The storm formerly known as Hurricane Bonnie swerved south and east of the Vineyard this weekend, passing some 120 miles away and bringing little more than a breeze and a bit of rain while the surf on South Beach roared.
The distant passage of the storm was good news to a waterfront community that had been preparing all week. As late as Friday afternoon, tired crews continued to remove boats from the water at both Edgartown Marine Associates and Martha’s Vineyard Shipyard.
Not until late in the evening did weather forecasters know that the storm was headed east and therefore farther away from the Islands.
“One computer model had the storm going right up the Cape Cod Canal,” said Rod Ferguson, a meteorologist with the Weather Services Corporation of Lexington. “That was a reliable computer model. That model forecasted that the storm would stall in the Carolinas.”
There are just too many variables, Mr. Ferguson said, for meteorology to be an exact science. The fact that the storm passed 120 miles south of the Vineyard instead of 60 miles away may not have meant much in the big scheme of hurricane forecasting, but for the Vineyard it was the difference between a calm, drizzly night and tropical storm winds.
“It was a good drill,” said Vineyard Haven harbor master Jay Wilbur. “The next time a storm threatens us on one of the last weeks of summer, we will be ready.”
By Friday afternoon, the Vineyard Haven waterfront was prepared. There were no boats on moorings in the outer harbor. As many as 30 boats were in Lagoon Pond, and there were boats hiding out in Lake Tashmoo, Menemsha Pond and Quitsa Pond.
“It is interesting to note that with all the technology, all the awareness, all the Internet information online, that when it comes to forecasting hurricanes, meteorologists haven’t got a clue,” said Philip Hale, president of Martha’s Vineyard Shipyard.
On Thursday, when the storm stalled in the Carolinas, the hauling of boats at the shipyard slowed considerably, Mr. Hale said. Then on Friday came more bad news. “We were substantially done by Thursday. On Friday, when the storm was upgraded back to a hurricane, we got telephone calls from several customers who were now saying ‘Yes, pull my boat,’“ Mr. Hale said.

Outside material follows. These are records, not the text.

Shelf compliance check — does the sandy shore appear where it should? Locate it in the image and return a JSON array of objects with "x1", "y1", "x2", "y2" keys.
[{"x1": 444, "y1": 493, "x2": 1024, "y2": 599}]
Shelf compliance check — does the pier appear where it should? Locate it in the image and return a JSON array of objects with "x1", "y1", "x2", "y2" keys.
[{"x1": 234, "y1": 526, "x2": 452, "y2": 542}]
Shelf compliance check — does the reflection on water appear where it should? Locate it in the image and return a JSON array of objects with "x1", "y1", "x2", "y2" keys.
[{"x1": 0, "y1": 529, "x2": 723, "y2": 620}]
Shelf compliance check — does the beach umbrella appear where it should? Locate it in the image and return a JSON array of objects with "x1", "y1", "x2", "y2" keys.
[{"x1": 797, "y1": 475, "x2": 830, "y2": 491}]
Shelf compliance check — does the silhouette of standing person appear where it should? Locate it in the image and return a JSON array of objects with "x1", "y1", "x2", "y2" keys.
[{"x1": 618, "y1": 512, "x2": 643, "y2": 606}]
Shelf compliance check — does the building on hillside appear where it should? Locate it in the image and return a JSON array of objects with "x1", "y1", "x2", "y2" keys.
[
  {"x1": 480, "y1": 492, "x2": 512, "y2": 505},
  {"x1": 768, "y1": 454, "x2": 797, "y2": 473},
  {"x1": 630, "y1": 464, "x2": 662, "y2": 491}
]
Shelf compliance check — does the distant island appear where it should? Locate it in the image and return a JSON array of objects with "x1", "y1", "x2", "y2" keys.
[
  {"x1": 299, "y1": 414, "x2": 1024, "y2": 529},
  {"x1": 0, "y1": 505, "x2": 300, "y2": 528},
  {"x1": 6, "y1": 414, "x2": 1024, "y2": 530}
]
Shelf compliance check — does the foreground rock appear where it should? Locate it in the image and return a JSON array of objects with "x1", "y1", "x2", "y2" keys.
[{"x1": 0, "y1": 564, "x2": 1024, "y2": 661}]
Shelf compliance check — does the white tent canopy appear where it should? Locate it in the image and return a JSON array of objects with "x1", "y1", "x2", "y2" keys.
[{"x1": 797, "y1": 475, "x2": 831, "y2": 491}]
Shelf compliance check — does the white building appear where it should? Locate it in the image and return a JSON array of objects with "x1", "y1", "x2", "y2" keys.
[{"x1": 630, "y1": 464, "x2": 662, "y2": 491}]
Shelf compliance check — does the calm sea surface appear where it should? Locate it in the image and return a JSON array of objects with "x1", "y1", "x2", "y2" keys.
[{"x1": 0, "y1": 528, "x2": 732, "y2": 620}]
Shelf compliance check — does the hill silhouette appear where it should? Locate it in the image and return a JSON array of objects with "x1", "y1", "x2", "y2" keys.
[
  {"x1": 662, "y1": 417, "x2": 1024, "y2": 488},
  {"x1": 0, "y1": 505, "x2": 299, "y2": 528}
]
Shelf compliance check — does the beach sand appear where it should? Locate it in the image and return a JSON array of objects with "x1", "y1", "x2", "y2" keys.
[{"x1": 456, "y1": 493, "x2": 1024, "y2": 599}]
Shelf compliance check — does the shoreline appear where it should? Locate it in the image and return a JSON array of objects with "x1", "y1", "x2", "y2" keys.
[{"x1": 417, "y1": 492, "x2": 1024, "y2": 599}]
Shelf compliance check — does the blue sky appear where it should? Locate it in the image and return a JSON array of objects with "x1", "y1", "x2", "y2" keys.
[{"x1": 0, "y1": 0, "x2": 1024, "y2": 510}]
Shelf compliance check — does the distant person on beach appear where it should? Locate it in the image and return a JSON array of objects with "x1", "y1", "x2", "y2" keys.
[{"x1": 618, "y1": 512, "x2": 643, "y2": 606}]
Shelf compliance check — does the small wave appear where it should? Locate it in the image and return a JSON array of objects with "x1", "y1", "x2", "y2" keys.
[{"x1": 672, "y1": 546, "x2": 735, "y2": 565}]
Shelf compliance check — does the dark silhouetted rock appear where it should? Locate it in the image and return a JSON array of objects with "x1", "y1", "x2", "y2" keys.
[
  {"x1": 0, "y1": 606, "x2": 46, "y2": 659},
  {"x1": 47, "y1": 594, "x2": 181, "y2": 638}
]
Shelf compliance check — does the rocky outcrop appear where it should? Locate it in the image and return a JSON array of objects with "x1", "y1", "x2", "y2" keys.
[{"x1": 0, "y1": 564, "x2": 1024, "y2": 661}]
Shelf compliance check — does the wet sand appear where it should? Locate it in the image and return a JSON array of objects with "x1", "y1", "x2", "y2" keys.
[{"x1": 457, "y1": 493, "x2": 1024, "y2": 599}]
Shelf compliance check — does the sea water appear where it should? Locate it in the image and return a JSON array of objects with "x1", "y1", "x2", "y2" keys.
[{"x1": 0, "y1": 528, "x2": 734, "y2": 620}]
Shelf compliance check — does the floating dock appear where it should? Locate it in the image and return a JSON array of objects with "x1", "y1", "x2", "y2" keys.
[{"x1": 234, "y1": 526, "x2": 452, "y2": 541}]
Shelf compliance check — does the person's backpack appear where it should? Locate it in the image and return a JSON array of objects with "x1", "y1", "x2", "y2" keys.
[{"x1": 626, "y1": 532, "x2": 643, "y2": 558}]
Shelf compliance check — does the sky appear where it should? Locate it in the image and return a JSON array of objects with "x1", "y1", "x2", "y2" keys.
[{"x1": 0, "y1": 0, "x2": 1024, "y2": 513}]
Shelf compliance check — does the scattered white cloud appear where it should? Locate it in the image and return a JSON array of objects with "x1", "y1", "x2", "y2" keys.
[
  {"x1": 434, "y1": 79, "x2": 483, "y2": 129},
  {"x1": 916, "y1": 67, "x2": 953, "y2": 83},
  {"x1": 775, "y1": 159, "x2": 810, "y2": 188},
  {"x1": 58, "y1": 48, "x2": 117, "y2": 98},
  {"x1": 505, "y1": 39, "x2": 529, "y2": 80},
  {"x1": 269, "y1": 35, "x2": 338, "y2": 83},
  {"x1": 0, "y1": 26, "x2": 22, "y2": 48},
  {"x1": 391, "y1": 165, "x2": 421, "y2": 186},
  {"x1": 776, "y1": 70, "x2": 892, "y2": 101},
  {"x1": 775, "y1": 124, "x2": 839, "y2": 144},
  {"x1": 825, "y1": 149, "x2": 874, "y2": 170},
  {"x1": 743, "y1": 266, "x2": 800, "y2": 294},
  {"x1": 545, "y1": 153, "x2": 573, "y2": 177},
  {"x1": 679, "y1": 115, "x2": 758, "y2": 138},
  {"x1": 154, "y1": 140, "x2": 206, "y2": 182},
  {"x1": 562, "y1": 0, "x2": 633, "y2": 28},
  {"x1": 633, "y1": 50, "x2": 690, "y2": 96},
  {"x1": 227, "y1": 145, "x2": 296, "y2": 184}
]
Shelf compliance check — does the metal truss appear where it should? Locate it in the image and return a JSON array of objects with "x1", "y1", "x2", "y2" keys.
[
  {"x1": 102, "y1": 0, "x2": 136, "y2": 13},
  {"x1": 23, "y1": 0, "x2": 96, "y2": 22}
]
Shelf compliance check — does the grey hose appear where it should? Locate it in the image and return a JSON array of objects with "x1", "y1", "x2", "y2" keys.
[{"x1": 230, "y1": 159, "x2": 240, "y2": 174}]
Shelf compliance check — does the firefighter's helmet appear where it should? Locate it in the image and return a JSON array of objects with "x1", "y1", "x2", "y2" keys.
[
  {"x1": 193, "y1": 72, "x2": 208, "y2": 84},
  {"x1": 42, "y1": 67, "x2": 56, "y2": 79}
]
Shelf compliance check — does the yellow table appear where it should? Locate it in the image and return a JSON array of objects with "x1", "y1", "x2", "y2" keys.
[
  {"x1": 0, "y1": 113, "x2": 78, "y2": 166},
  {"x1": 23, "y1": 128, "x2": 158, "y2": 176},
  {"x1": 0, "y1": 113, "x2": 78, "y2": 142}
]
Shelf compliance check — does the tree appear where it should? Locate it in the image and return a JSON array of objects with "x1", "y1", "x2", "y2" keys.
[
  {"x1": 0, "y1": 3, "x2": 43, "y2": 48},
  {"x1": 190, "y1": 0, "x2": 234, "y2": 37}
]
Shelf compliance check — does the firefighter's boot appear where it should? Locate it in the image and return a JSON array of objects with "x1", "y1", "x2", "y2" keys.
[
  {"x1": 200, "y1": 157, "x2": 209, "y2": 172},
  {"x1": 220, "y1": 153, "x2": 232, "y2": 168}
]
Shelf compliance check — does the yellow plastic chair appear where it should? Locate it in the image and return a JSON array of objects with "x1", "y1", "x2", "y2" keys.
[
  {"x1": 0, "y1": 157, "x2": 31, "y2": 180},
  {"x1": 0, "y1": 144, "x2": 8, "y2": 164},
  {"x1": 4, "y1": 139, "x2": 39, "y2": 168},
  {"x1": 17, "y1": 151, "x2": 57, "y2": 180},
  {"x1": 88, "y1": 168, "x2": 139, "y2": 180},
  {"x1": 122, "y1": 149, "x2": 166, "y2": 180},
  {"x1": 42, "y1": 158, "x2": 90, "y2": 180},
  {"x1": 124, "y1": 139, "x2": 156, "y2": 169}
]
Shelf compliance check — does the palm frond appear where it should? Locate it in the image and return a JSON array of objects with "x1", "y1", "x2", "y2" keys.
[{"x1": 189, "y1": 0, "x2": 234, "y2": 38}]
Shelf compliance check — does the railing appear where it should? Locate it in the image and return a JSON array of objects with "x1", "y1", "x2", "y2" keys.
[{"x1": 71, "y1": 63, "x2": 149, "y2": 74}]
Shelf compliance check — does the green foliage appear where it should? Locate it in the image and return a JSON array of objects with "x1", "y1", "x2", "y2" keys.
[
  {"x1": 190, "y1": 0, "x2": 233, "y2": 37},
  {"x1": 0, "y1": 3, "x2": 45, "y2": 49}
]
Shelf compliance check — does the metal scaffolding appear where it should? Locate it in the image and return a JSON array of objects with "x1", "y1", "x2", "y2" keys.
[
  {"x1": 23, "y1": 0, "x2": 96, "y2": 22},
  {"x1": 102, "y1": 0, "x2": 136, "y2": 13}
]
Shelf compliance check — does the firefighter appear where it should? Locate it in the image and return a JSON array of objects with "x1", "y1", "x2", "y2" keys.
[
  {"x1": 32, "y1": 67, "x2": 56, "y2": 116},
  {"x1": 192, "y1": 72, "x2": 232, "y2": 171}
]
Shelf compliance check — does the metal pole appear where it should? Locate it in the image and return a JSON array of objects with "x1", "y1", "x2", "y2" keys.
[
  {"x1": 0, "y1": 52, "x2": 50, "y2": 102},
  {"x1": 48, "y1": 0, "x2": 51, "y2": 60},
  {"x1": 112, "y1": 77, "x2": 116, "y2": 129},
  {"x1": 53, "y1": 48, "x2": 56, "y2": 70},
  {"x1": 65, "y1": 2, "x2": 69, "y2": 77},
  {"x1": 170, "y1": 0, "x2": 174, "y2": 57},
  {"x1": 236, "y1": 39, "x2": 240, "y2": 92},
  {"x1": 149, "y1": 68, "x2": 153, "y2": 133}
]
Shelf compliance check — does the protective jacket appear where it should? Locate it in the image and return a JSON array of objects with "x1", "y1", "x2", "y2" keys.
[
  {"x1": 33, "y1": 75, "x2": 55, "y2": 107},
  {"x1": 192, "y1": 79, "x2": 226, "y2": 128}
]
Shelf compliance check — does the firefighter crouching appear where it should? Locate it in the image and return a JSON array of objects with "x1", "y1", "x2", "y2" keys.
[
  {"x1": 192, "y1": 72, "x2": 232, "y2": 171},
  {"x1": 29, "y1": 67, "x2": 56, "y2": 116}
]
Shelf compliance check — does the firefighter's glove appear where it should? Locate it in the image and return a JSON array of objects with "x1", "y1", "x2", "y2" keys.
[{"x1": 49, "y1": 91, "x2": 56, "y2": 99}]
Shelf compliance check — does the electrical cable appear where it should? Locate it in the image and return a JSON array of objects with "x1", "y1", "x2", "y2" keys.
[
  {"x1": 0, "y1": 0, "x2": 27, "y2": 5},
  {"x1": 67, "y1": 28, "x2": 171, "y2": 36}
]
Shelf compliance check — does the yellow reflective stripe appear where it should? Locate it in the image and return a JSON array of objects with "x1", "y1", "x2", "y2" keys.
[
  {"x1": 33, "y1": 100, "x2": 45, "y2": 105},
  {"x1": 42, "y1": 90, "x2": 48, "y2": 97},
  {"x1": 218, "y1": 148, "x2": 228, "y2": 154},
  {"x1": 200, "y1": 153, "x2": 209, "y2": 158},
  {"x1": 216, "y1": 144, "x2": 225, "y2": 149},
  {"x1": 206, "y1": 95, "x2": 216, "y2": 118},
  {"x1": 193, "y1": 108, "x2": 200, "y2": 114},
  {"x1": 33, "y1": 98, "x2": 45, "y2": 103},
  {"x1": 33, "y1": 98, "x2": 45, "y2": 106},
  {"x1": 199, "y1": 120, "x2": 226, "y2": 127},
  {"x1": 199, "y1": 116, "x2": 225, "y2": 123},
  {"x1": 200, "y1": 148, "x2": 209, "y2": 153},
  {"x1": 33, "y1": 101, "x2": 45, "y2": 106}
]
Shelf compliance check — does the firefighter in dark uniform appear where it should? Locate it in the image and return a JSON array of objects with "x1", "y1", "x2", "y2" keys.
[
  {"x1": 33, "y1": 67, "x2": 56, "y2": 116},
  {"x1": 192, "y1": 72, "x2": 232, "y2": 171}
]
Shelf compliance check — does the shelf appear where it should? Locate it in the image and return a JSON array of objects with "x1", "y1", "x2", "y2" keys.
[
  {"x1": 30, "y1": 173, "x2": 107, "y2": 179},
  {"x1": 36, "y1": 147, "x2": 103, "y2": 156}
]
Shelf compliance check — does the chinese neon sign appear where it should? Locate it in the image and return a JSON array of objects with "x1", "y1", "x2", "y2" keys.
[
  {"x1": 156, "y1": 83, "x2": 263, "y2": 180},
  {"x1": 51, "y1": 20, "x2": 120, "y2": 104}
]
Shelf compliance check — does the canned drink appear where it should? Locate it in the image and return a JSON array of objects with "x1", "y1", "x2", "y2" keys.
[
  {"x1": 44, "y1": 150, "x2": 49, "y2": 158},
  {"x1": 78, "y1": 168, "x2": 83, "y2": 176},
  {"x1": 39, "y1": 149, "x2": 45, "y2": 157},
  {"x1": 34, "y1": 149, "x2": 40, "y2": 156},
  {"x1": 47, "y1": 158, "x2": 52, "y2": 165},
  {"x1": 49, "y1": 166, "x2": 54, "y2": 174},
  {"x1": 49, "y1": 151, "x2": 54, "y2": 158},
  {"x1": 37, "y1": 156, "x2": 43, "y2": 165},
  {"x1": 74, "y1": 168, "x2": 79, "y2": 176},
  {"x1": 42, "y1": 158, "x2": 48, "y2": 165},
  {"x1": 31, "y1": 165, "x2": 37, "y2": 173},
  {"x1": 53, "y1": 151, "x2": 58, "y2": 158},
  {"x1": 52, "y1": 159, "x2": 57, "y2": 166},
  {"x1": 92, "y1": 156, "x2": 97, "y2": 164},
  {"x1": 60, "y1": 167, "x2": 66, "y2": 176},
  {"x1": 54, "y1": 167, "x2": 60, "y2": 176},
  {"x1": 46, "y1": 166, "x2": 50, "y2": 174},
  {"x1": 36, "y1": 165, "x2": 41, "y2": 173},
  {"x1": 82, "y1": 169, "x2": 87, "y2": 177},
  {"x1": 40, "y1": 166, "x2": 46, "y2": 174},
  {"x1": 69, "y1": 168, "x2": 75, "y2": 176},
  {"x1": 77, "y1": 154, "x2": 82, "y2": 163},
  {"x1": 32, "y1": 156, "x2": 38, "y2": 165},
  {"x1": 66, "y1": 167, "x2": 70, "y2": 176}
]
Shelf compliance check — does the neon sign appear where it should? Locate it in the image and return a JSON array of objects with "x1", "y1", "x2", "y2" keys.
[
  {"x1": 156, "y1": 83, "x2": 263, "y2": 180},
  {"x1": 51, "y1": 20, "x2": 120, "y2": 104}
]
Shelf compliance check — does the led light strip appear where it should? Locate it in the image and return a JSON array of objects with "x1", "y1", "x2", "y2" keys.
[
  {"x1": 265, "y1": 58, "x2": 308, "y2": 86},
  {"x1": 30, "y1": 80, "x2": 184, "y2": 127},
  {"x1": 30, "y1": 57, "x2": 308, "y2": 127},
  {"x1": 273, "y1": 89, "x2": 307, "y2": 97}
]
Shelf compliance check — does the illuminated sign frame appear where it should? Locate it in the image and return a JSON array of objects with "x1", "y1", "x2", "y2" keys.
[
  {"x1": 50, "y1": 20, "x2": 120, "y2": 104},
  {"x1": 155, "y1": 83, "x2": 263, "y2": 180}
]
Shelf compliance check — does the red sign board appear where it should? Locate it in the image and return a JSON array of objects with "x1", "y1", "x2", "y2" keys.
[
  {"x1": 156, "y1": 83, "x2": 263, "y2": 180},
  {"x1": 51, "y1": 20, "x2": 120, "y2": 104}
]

“What is really important is that the remnants of a Category 3 hurricane came within 120 miles of Martha’s Vineyard from 2 a.m. to 5 a.m. on Saturday. Granted, there was no storm, but that is close.”
South Beach in Edgartown lost a lot of beach to erosion. Wasque Point on Chappaquiddick gained 20 feet of beach, according to Chris Kennedy, Islands regional supervisor for The Trustees of Reservations. Mr. Kennedy said that in two years, Wasque has lost 310 feet of beach, but thanks to Bonnie they gained 20 feet back. “I am not complaining,” he said.
The Trustees’ other property, Long Point, did well through the close passage. The beach was closed to ocean swimming Friday, Saturday and most of Sunday because of heavy surf.
South Beach in Edgartown was closed to swimming from part of Wednesday well into Sunday. Nathan Durawa of the park and recreation department said that they lost 20 feet of beach.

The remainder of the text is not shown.